Black History Month Art & Story Time (Monday, February 3, 4:00 pm) Join the Civic League of Greater New Brunswick as we explore the artwork and life of Romare Bearden, a 20th-century American artist of African, Cherokee, and Italian descent. Enjoy a reading of “My Hands Sing The Blues” written by Jeanne Walker Harvey and illustrated by Elizabeth Zunon. After the story, we will hunt for found paper scraps and create a collage from whatever you have on hand just like Bearden. Register here.
Harriet Tubman and Ona Judge: Two Women Who Resisted (Wednesday, February 10, 7:00 pm) Dr. Linda Caldwell-Epps shares the histories of Ona Judge and Harriet Tubman, two enslaved women who fought their way to freedom in the late 18th and 19th centuries. Participants will learn how these two women shared a desire for freedom at all costs, and the drive to determine their futures. Their story of resistance serves as a model for people today who are resisting and protesting for what they believe. Register here.
Beatmakers & Barrier Breakers: Creating Communities Through Music (Thursday, February 11, 3:30 pm) In celebration of Black History Month, join local DJs, producers, and emcees as they talk about the importance of creating music, whether they are doing it in front of a live audience or for a virtual crowd. Learn how the art form has adapted to the pandemic to continue bringing people together despite the changes in social gatherings. RSVP by e-mail here.

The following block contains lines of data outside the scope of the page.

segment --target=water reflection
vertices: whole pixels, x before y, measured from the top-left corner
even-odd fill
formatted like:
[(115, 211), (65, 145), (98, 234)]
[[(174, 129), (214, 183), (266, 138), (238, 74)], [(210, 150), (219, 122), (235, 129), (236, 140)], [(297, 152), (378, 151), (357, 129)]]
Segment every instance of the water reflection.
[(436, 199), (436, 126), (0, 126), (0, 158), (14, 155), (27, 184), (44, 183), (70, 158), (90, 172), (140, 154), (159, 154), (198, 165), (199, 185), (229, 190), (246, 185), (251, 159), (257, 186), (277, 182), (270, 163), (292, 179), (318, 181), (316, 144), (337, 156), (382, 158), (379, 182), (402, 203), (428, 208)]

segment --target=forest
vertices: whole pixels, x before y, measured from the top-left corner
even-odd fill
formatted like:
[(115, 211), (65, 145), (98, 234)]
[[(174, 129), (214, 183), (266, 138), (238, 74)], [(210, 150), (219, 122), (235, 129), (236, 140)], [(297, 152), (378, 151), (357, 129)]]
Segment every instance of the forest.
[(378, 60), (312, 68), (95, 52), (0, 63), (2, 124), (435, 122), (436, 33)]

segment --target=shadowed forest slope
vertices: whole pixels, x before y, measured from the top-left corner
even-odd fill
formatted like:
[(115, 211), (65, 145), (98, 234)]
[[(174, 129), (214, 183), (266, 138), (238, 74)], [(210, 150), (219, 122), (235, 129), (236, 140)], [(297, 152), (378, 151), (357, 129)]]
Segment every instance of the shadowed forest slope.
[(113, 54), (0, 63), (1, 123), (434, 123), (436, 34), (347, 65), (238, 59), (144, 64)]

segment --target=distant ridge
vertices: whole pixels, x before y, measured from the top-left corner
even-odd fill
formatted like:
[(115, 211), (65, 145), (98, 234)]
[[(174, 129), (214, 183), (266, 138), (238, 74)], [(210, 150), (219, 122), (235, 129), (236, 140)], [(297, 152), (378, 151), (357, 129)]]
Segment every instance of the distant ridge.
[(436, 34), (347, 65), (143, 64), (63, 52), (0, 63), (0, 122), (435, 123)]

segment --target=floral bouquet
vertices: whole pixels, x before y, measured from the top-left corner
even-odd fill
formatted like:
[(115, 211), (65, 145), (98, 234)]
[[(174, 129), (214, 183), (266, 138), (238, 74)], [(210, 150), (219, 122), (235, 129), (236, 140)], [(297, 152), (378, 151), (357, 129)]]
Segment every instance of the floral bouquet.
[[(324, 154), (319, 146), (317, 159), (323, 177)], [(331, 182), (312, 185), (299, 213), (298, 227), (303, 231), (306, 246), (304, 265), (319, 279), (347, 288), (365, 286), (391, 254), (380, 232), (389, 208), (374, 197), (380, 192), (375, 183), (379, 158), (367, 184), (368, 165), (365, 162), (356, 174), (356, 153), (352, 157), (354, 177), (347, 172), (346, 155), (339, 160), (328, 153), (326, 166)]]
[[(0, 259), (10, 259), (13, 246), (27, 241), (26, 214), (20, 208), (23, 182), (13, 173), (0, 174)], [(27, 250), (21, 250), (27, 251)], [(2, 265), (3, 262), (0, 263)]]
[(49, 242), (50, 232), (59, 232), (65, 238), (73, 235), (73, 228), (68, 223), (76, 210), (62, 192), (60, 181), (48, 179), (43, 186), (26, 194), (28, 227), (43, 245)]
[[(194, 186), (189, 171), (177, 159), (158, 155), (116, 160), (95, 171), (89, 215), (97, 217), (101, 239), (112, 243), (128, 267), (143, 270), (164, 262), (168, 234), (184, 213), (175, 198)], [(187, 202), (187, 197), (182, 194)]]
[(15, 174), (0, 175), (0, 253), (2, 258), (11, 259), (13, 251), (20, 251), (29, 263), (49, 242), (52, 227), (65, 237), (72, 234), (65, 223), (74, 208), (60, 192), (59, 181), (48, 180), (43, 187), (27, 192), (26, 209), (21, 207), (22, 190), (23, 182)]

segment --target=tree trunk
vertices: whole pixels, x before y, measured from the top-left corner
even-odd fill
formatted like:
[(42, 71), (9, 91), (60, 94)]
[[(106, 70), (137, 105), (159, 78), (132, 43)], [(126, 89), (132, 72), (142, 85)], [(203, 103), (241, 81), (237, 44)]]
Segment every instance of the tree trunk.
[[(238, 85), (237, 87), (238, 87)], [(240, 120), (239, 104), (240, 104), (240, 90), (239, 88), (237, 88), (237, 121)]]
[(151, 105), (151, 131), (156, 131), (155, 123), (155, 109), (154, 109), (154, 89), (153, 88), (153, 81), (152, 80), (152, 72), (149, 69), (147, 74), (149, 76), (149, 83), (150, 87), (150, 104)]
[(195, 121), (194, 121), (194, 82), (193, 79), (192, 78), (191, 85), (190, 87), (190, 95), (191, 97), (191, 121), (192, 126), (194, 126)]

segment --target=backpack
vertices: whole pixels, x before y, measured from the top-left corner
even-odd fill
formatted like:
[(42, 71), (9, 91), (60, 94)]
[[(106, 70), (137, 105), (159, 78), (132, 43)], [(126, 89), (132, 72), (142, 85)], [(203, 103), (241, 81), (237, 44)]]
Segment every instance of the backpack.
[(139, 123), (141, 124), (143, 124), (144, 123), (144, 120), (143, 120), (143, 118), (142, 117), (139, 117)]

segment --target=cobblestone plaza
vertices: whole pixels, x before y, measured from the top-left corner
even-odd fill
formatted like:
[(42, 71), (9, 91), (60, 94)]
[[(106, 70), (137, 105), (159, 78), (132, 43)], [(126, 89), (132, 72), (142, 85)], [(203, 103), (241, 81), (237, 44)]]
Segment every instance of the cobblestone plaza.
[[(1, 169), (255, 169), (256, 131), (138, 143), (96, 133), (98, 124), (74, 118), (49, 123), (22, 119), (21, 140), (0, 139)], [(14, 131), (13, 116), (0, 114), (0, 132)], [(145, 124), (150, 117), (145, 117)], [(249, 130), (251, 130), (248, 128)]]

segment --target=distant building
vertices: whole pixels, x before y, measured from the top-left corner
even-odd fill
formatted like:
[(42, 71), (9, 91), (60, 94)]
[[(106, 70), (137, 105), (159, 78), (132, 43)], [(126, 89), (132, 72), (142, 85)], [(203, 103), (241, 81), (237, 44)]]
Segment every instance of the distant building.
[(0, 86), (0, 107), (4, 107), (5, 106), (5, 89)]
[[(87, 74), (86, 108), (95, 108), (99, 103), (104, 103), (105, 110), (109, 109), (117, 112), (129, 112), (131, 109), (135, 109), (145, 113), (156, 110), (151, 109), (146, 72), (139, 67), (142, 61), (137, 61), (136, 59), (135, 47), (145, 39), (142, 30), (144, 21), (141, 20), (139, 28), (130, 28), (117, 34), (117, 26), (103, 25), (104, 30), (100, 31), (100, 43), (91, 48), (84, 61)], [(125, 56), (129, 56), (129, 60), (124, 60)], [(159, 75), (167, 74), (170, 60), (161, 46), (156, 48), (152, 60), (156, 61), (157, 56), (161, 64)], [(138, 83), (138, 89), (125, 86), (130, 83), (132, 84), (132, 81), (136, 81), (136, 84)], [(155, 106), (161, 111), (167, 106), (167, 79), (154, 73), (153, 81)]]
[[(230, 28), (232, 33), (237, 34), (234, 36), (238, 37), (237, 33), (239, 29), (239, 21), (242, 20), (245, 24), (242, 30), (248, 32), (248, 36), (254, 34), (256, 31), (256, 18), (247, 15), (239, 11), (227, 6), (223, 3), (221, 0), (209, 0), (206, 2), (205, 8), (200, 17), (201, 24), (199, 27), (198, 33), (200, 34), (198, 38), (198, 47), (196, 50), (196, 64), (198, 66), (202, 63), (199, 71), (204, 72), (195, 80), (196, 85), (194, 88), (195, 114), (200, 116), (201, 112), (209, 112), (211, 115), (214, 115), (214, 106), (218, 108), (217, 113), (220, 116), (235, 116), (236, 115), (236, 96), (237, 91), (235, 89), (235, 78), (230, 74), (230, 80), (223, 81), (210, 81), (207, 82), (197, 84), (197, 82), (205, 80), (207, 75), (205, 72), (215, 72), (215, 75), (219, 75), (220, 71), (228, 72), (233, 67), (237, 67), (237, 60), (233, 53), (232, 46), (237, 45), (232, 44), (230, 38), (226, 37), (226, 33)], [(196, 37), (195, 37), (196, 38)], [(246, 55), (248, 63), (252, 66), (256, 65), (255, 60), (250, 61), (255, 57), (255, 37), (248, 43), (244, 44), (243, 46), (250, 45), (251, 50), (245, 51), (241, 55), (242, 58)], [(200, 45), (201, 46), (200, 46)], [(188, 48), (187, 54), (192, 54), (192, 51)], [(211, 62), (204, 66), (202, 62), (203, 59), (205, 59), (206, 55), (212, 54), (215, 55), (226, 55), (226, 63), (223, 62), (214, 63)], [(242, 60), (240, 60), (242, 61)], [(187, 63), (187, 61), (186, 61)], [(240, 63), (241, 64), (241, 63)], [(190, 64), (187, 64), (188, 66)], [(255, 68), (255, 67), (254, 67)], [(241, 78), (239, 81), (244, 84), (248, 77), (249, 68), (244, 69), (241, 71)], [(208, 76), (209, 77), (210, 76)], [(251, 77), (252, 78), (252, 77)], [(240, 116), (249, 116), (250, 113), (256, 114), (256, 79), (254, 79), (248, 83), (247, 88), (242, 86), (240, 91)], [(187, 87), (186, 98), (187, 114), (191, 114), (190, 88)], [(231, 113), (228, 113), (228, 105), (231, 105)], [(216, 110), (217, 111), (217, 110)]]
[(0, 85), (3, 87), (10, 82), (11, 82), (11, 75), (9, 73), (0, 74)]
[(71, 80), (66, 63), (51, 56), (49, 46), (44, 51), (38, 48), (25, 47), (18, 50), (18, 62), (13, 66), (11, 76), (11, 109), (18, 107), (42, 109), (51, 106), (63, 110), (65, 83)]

NAACP New Brunswick Area Branch Discussion (Tuesday, February 16, 6:30 pm) Sarah Collins Rudolph, the sole survivor of the 16th Street Baptist Church Bombing, will discuss her spiritual journey of healing. The discussion will be moderated by an NAACP youth leader. Learn more.
Hubert Harrison: The Father of Harlem Radicalism (Thursday, February 25, 7:00 pm) The Edison Public Library and the NAACP Metuchen Piscataway Area Branch welcomes Dr. Jeffrey B. Perry, archivist, bibliophile, and historian, for a Zoom presentation based on his two-volume Columbia University press biography “Hubert Harrison: The Voice of Harlem Radicalism, 1993-1918” and the recently published “Hubert Harrison: The Struggle for Equality, 1918-1927.”